Papantla, Ver.- La aventura de la Cumbre Tajín comienza afuera de la popular papelería “Coqui”, ubicada en el Centro Histórico de Papantla de Olarte, donde los turistas, hipnotizados por el aroma de la vainilla toman el taxi colectivo rumbo al parque temático Takilhsukut.

Tras diez minutos de trayecto entre paisajes verdes, el visitante ha llegado a su destino. Desde la entrada el aire cambia. El copal de los rituales se mezcla con el maíz del Zacahuil y el picor del chiltepín, perfumando el ambiente.

Los nichos aparecen lentamente entre los árboles y la gente: encuentro, juventud, purificación, música, aromas y sabores. Cada uno late a su propio ritmo y revela, a quien se acerca, un mundo diverso, lleno de cultura y tradición.

En un punto se puede ver a un hombre mayor, vestido de blanco y con sombrero, rajar una palma con detenimiento y precisión. Cerca, una mujer que se desplaza ágilmente repartiendo cartón y pintura a los asistentes.
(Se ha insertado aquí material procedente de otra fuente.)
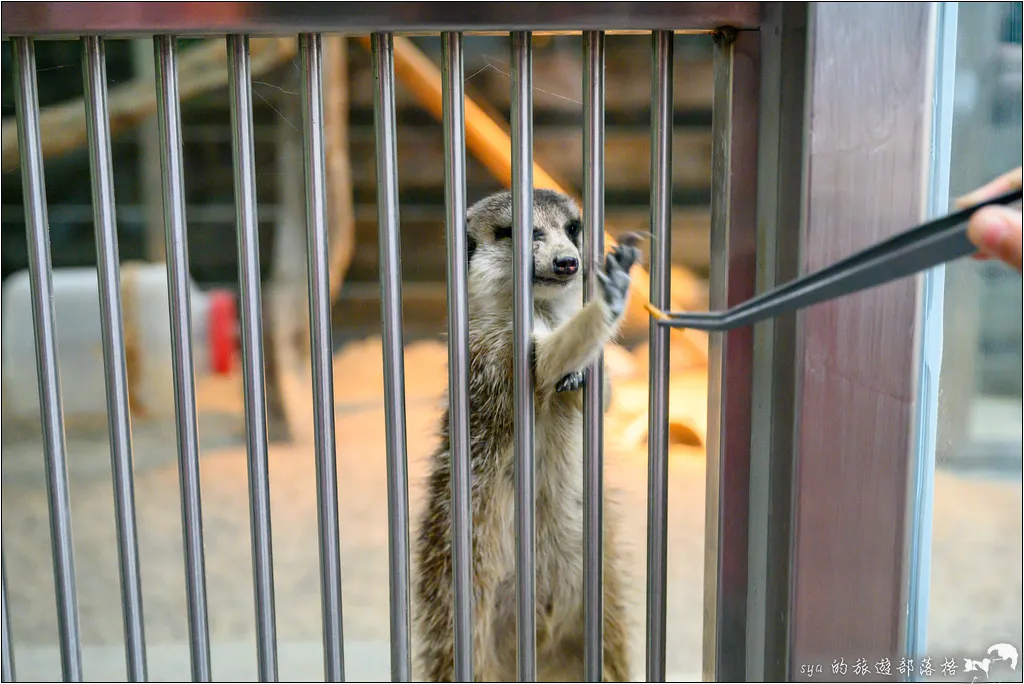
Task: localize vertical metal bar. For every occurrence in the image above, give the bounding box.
[299,34,345,682]
[372,33,412,682]
[11,38,82,682]
[703,25,761,681]
[510,31,537,682]
[0,554,14,682]
[227,31,278,682]
[583,31,604,682]
[153,31,210,682]
[441,32,473,682]
[82,36,146,682]
[745,2,808,682]
[646,31,673,682]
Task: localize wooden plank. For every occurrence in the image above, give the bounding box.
[790,2,935,681]
[343,205,711,286]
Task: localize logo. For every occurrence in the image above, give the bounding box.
[964,644,1019,682]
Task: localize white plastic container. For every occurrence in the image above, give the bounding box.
[3,263,238,424]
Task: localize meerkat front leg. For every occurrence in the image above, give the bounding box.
[534,245,640,391]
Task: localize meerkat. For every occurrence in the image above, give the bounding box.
[415,189,640,682]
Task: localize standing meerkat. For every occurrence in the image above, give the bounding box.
[415,189,639,682]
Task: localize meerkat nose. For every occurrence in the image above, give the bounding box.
[555,257,580,275]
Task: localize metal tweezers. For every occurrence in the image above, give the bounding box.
[645,189,1021,332]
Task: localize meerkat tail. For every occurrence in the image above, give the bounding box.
[535,299,616,390]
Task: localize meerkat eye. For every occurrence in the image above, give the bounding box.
[565,219,583,241]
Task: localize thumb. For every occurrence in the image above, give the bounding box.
[967,206,1021,273]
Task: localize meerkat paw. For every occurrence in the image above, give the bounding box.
[597,245,640,319]
[555,371,587,392]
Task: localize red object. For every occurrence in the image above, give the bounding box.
[209,290,239,375]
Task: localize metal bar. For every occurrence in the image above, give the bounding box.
[0,2,759,38]
[510,31,537,682]
[153,35,211,682]
[0,554,14,682]
[82,37,146,682]
[646,26,673,682]
[11,38,82,682]
[372,33,412,682]
[703,26,761,682]
[583,31,604,682]
[299,34,345,682]
[441,33,473,682]
[227,31,278,682]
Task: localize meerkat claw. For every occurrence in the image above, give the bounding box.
[555,371,587,392]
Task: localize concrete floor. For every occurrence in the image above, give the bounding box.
[2,341,1022,681]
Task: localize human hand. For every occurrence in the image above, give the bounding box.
[956,167,1021,273]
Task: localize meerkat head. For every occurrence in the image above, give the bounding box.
[466,189,583,300]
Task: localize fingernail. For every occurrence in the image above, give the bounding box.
[975,207,1010,253]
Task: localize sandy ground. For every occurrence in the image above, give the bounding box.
[2,340,1022,681]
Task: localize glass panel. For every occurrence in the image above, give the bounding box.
[926,2,1024,681]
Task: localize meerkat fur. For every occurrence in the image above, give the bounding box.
[414,189,639,682]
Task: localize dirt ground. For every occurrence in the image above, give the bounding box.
[2,340,1022,681]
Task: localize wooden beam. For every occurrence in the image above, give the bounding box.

De esta forma, el arte del Totonacapan cobra vida al compartirse con las nuevas generaciones a través de talleres, en los que familias completas elaboran ágilmente alebrijes de colores, cestos de palma o artesanías de barro.

Los saberes de los pueblos originarios se transmiten y permanecen desde las escuelas como el Kantiyán y la Casa de la Palabra florida, donde niños, jóvenes y adultos aprenden la lengua totonaca, así como sus valores y tradiciones.

La hora de la comida no pasa desapercibida. A cada paso, aparecen brasas encendidas sosteniendo ollas humeantes repletas de pulacles y bollitos envueltos en las típicas hojas de plátano, que consienten el paladar del visitante.

A lo largo del día, la música, la danza y el teatro acompañan cada momento. Mientras unos aprenden y crean, otros observan y se detienen ante las presentaciones de son jarocho, jazz, bailes folclóricos y títeres.

Al caer la noche, las luces parpadeantes del nicho de la música y el aire en calma anuncian a los visitantes que el día ha llegado a su fin. Entre cansancio y disfrute, toman el camino de regreso llevando con ellos el corazón del Totonacapan.